Lesson 3: Advocacy is a natural joint activity for a global partnership, but expectations, liabilities, and risks need to be managed

Advocacy is often seen as the natural place for cross-sector partnerships to prioritize. Nevertheless, differences in advocacy approaches, cultures, and expectations, as well as associated liabilities and risks, need to be actively considered and managed by the partnership.

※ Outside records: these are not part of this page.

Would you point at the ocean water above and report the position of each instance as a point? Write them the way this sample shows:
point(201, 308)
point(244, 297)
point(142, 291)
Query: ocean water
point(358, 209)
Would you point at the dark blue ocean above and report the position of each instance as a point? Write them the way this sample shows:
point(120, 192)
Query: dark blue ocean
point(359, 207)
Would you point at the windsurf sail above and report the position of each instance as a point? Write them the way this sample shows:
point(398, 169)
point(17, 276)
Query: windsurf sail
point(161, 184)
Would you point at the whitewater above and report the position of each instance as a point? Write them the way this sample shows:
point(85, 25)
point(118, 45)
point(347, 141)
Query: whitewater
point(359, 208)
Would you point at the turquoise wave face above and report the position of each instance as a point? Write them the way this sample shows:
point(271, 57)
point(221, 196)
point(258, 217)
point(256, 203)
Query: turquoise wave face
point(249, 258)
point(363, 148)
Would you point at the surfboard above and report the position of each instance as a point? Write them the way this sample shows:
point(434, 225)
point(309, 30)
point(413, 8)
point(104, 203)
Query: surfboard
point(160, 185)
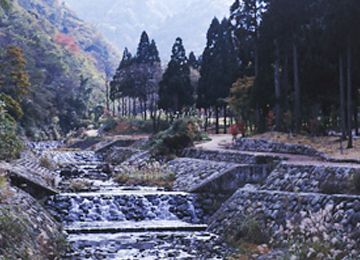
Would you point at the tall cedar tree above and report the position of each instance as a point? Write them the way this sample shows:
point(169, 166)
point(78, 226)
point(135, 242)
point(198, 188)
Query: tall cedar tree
point(14, 82)
point(137, 77)
point(176, 91)
point(218, 69)
point(245, 20)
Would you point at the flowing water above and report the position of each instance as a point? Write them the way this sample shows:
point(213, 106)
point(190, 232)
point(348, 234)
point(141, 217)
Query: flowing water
point(114, 222)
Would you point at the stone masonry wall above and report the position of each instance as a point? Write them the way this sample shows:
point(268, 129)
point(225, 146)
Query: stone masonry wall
point(310, 178)
point(265, 145)
point(228, 156)
point(336, 216)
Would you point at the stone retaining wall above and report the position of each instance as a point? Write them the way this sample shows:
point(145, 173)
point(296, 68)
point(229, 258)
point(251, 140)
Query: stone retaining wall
point(228, 156)
point(265, 145)
point(335, 216)
point(311, 178)
point(200, 176)
point(192, 172)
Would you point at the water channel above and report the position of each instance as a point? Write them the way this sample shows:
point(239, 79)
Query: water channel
point(109, 221)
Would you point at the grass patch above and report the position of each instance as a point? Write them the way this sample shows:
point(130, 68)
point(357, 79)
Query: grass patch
point(151, 174)
point(79, 185)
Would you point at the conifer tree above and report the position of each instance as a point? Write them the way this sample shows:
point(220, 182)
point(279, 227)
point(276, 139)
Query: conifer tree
point(176, 91)
point(218, 71)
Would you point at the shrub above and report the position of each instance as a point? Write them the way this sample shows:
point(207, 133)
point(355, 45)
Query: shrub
point(356, 180)
point(10, 143)
point(247, 228)
point(180, 135)
point(150, 174)
point(46, 163)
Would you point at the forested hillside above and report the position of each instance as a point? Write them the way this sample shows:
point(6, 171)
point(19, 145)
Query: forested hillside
point(61, 62)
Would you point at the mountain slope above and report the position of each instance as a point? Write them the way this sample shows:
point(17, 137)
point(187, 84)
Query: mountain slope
point(65, 62)
point(123, 21)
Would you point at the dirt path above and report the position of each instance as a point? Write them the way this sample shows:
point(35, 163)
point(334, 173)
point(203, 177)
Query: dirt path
point(219, 142)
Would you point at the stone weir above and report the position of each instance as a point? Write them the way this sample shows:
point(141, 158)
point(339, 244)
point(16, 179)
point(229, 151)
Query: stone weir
point(117, 223)
point(278, 213)
point(126, 211)
point(135, 224)
point(199, 176)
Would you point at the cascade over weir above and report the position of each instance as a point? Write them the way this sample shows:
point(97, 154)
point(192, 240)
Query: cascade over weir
point(108, 221)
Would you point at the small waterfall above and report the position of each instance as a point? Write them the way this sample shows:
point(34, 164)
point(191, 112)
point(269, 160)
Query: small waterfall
point(116, 223)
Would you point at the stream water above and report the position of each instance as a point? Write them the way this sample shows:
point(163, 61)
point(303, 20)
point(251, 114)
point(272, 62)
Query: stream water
point(114, 222)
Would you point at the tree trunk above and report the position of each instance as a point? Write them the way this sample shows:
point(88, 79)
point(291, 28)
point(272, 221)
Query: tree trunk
point(107, 95)
point(285, 83)
point(342, 97)
point(277, 87)
point(129, 107)
point(217, 120)
point(297, 90)
point(134, 107)
point(225, 123)
point(145, 108)
point(356, 122)
point(114, 108)
point(350, 145)
point(206, 120)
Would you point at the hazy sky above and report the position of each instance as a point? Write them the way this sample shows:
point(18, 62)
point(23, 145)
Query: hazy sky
point(122, 21)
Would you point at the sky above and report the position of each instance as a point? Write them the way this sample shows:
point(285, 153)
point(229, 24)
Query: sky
point(122, 21)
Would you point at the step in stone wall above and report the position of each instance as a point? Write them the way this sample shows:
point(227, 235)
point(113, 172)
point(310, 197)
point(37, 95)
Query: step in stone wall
point(334, 218)
point(228, 156)
point(265, 145)
point(311, 178)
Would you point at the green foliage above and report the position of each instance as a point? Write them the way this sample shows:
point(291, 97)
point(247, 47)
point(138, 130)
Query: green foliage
point(64, 67)
point(150, 174)
point(176, 91)
point(124, 125)
point(180, 135)
point(356, 180)
point(239, 100)
point(10, 143)
point(246, 228)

Learnings from P4C’s experience to date:

  • Partnership can be an opportunity to strengthen advocacy and voice on specific topics, drawing on partners’ complementary credibility, networks, and expertise. Joint events, such as the one held by P4C partners at the World Health Assembly in 2019, where partners and other stakeholders (including the Minister of Public Health in Afghanistan, the WHO, World Bank and UNHCR) exchanged on the needs for, and experience with, integrating NCD care into the health response, and views on multi-stakeholder partnerships represent opportunities to bring together stakeholders that otherwise might not have met, around the same agenda.
  • The route to getting there is seldom straightforward, and partners need to balance different traditions of communications and advocacy, as well as differing expectations, liabilities, and perceived risks. P4C partners had different perspectives on the nature, and therefore timing, of advocacy—advocacy that generates awareness on the agenda itself versus advocacy that aims to share the outcome of local activities already implemented and results generated. There was a need to understand and jointly evolve the partnership’s advocacy approach to find common ground that all partners felt comfortable with and delivered value for the partnership’s common objectives. Through the process, partners have learned from each other and widened their own understanding of what can lead to positive outcomes for advocacy.

Final thoughts

The ICRC, the Danish Red Cross, and Novo Nordisk have now committed to Phase II of P4C—a new three-year period guided by the same common vision and overall objectives of the partnership, pushing targets and results further through deeper exploration of thematic focus areas (such as patient self-care) further integration of services, and building on the trusted relationships established and the learnings generated during Phase I.

At FSG, we have long advocated for and supported collaborative approaches to complex social problems. Partnership is not a panacea for social change; it can be hard work and is not without its pitfalls, particularly when collaboration spans across sectors and geographies and focuses on inherently unstable environments. Moving forward, we encourage P4C and similar partnerships to continue applying an adaptive approach to learning. A natural next step for P4C will be to understand, document, learn, and strengthen the ways in which collaborating delivers value to partners’ common objectives beyond what partnering organizations could deliver individually.